Invoking Web Service in Power Automate for Desktop

In the following section, we will show you how to create a flow step by step.

  1. Launch Power Automate for Desktop and create a new flow.

    create flow

  2. Create a loop. Since we want to keep the flow running as a tool, we can set a big number for the loop count.

    loop

  3. In the loop, add a Display custom form action. Open Custom form designer to add Choice set input and Submit. The ID of the Choice set input is Options, which will be used in the next step.

    display custom form

    The custom form looks like this:

    custom form

  4. Create a Switch action to check the option value with %CustomFormData2['Options']%.

    switch

  5. Create four cases: Barcode, MRZ, Document, and Quit.

    cases

    • The Barcode case is used to decode 1D/2D barcodes from an image file or a screenshot.

      barcode case

    • The MRZ case is used to scan MRZ from an image file.

      mrz case

    • The Document case is used to rectify a document image.

      document case

    • The default case is used to quit the loop when the selected option is Quit.
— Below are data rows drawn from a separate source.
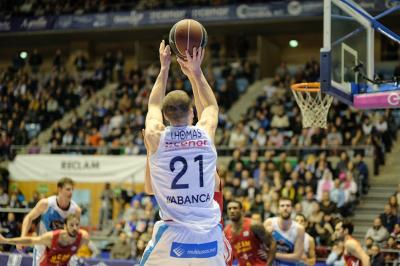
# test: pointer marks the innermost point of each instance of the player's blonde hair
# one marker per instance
(176, 105)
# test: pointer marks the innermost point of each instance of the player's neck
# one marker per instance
(66, 239)
(237, 226)
(63, 203)
(182, 124)
(284, 224)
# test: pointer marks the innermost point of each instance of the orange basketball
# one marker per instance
(185, 35)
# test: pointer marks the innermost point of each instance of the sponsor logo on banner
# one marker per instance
(394, 98)
(34, 24)
(391, 3)
(216, 13)
(259, 11)
(133, 18)
(183, 250)
(5, 26)
(79, 165)
(294, 8)
(100, 21)
(166, 16)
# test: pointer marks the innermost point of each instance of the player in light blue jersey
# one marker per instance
(288, 234)
(53, 210)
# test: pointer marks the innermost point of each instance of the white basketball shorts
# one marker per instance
(175, 245)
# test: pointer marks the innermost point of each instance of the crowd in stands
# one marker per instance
(31, 100)
(10, 8)
(113, 125)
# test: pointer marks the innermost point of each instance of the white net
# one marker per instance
(314, 107)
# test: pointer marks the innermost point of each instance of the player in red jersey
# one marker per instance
(354, 255)
(61, 245)
(250, 242)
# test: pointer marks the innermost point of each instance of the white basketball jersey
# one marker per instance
(285, 240)
(53, 217)
(306, 244)
(183, 177)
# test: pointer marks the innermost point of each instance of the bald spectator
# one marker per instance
(378, 232)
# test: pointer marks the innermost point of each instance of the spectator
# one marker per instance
(377, 232)
(35, 199)
(80, 62)
(392, 245)
(337, 194)
(325, 184)
(3, 197)
(88, 251)
(35, 61)
(363, 172)
(121, 249)
(376, 256)
(394, 204)
(397, 194)
(336, 257)
(388, 219)
(106, 198)
(308, 204)
(326, 205)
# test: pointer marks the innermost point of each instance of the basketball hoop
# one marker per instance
(314, 105)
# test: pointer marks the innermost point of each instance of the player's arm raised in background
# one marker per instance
(44, 239)
(298, 245)
(355, 249)
(154, 118)
(38, 210)
(209, 115)
(267, 240)
(312, 259)
(298, 248)
(199, 105)
(147, 179)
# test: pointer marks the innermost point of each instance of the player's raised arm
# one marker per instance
(209, 116)
(38, 210)
(267, 240)
(354, 248)
(44, 239)
(197, 102)
(298, 248)
(147, 179)
(154, 118)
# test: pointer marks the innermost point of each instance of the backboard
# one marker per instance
(347, 56)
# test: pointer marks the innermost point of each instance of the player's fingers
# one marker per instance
(162, 45)
(188, 57)
(181, 62)
(167, 50)
(195, 51)
(203, 51)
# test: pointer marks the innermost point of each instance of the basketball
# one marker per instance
(185, 35)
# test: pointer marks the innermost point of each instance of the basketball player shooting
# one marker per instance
(354, 254)
(60, 245)
(182, 162)
(288, 234)
(53, 210)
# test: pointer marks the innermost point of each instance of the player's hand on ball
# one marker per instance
(165, 55)
(193, 63)
(20, 248)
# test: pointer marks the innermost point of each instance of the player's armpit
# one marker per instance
(267, 241)
(355, 249)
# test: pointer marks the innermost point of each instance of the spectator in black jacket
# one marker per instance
(388, 218)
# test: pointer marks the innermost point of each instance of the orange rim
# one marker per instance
(307, 87)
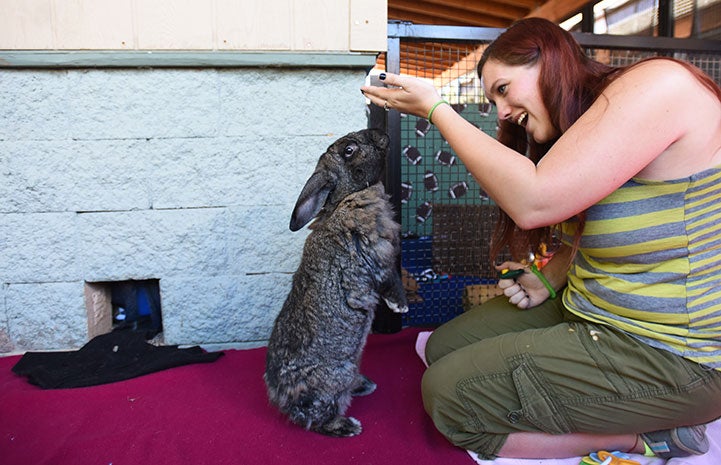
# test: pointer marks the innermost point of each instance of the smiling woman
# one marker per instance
(583, 151)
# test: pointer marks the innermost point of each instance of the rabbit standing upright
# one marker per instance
(349, 263)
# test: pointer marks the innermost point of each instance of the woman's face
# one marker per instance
(515, 92)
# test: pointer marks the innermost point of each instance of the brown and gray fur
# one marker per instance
(349, 264)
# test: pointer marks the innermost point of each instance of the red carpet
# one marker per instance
(217, 413)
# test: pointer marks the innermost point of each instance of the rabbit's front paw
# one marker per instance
(397, 308)
(364, 386)
(342, 427)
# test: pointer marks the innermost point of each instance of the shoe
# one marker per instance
(677, 442)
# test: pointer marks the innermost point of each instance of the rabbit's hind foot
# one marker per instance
(340, 427)
(364, 386)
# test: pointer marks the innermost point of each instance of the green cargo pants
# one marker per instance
(497, 369)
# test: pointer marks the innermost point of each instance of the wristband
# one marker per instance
(537, 272)
(435, 105)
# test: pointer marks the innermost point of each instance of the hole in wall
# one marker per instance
(131, 305)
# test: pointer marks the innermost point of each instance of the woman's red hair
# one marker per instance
(569, 82)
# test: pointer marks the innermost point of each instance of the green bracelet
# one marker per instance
(435, 105)
(537, 272)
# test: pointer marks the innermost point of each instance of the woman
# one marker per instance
(625, 165)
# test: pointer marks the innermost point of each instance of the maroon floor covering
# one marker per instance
(217, 413)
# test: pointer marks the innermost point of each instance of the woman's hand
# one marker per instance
(525, 291)
(405, 94)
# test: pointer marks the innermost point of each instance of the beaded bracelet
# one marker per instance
(543, 279)
(435, 105)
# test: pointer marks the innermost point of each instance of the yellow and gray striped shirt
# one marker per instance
(649, 263)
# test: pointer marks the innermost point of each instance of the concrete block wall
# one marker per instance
(187, 176)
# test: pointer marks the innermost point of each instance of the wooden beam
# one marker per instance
(558, 10)
(415, 8)
(493, 8)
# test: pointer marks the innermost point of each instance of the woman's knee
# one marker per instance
(450, 416)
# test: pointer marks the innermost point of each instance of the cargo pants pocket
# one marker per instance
(538, 406)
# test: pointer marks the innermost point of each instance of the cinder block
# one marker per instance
(294, 102)
(188, 176)
(222, 309)
(45, 316)
(142, 103)
(38, 247)
(70, 175)
(261, 241)
(153, 244)
(34, 105)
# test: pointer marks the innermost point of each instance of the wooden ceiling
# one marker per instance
(477, 13)
(495, 13)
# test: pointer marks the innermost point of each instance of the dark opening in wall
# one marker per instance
(124, 305)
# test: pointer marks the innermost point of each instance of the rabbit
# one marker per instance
(349, 263)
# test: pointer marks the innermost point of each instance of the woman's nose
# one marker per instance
(504, 111)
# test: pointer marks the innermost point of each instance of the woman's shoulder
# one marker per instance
(663, 74)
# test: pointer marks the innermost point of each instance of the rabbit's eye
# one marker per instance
(349, 151)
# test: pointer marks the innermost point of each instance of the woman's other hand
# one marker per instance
(404, 94)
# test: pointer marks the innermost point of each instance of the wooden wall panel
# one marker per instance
(26, 24)
(254, 25)
(104, 24)
(281, 25)
(174, 24)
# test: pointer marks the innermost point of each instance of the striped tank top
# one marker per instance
(649, 263)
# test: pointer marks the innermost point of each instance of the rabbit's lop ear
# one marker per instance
(310, 201)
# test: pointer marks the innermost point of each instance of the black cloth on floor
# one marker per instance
(107, 358)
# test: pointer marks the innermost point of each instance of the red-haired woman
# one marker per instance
(625, 165)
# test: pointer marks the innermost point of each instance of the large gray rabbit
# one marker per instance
(349, 263)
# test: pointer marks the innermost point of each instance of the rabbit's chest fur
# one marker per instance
(346, 258)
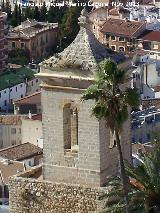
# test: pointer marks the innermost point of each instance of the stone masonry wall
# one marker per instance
(32, 196)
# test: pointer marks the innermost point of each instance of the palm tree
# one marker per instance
(111, 104)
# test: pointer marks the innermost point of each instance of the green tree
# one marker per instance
(111, 104)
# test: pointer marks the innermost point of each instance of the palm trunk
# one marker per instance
(123, 173)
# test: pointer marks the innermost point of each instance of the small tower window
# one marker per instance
(70, 127)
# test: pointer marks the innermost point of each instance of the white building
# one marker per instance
(146, 77)
(8, 95)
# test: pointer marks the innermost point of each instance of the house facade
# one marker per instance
(36, 38)
(121, 35)
(3, 41)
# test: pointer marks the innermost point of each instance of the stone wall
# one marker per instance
(32, 196)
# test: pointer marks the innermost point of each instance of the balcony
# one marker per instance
(129, 43)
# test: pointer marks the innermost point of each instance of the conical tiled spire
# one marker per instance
(85, 52)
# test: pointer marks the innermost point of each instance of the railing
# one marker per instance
(129, 43)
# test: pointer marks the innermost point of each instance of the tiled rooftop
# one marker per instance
(119, 27)
(20, 152)
(10, 168)
(116, 11)
(34, 98)
(84, 53)
(149, 35)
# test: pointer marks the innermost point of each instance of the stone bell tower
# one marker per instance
(78, 149)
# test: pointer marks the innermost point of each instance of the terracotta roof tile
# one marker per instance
(149, 35)
(9, 169)
(35, 98)
(21, 151)
(121, 27)
(37, 117)
(116, 11)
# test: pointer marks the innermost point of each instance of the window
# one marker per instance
(22, 45)
(133, 140)
(148, 137)
(113, 38)
(113, 48)
(121, 49)
(121, 39)
(1, 143)
(13, 142)
(13, 130)
(112, 140)
(47, 38)
(70, 126)
(13, 44)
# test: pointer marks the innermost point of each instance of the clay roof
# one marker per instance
(116, 11)
(150, 35)
(121, 27)
(84, 53)
(11, 119)
(151, 102)
(10, 168)
(34, 98)
(37, 117)
(20, 152)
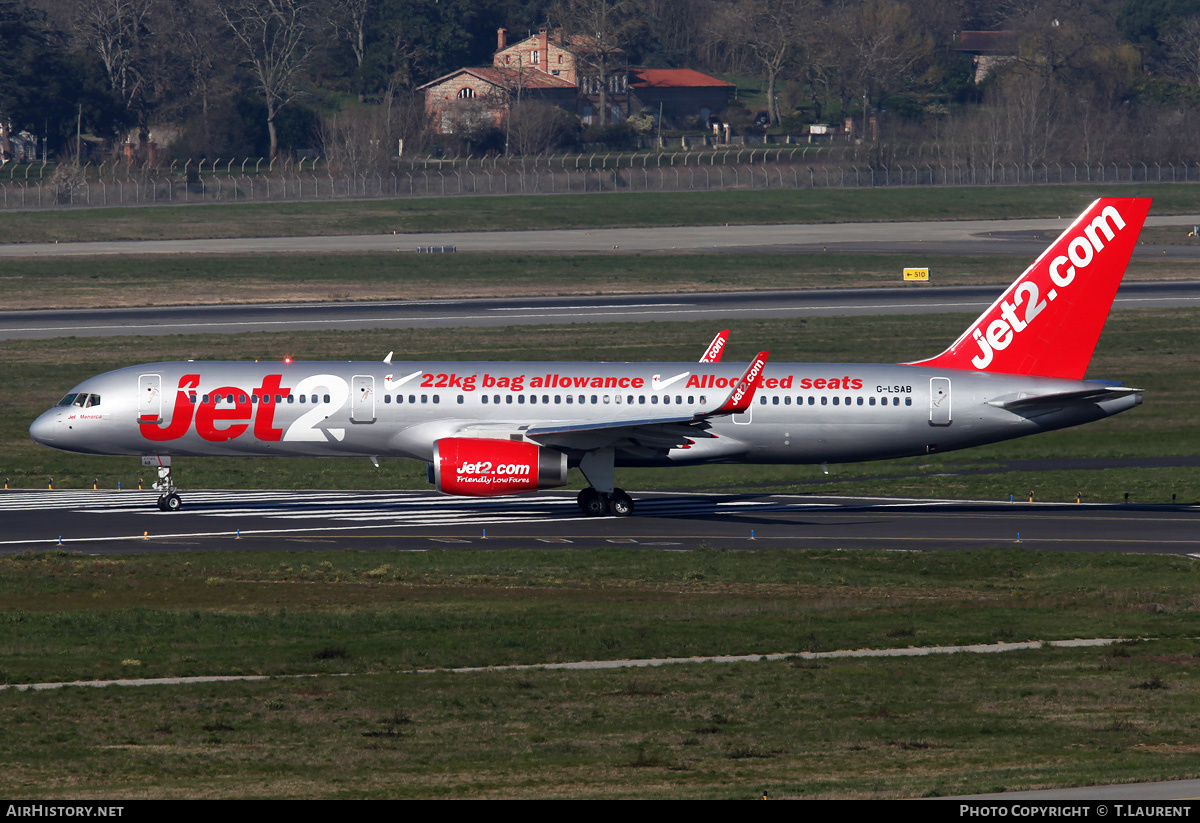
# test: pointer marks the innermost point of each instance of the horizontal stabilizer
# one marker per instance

Decode Barcodes from an Image File or a Screenshot

Image

  1. Add a Display select file dialog action to let the user select an image file.

    select file

  2. Add a Convert file to Base64 action to convert the image file to base64 format.

    convert to base64

  3. Add a Invoke web service action. Set the URL to http://127.0.0.1:5000/api/dbr/decode, the Method to POST, the Accept to application/json, the Content type to application/json and the Request body to %Base64Text%.

    invoke web service

  4. Add a Display message action to show the decoded results.

    display message

Screenshot

  1. Add a Take screenshot action to take a screenshot. Set the Capture to All screens, the Save screenshot to to File, the Image file to any path you want, and the Image format to PNG.

    take screenshot

  2. Take the same steps 2 through 4 in the image example we just mentioned.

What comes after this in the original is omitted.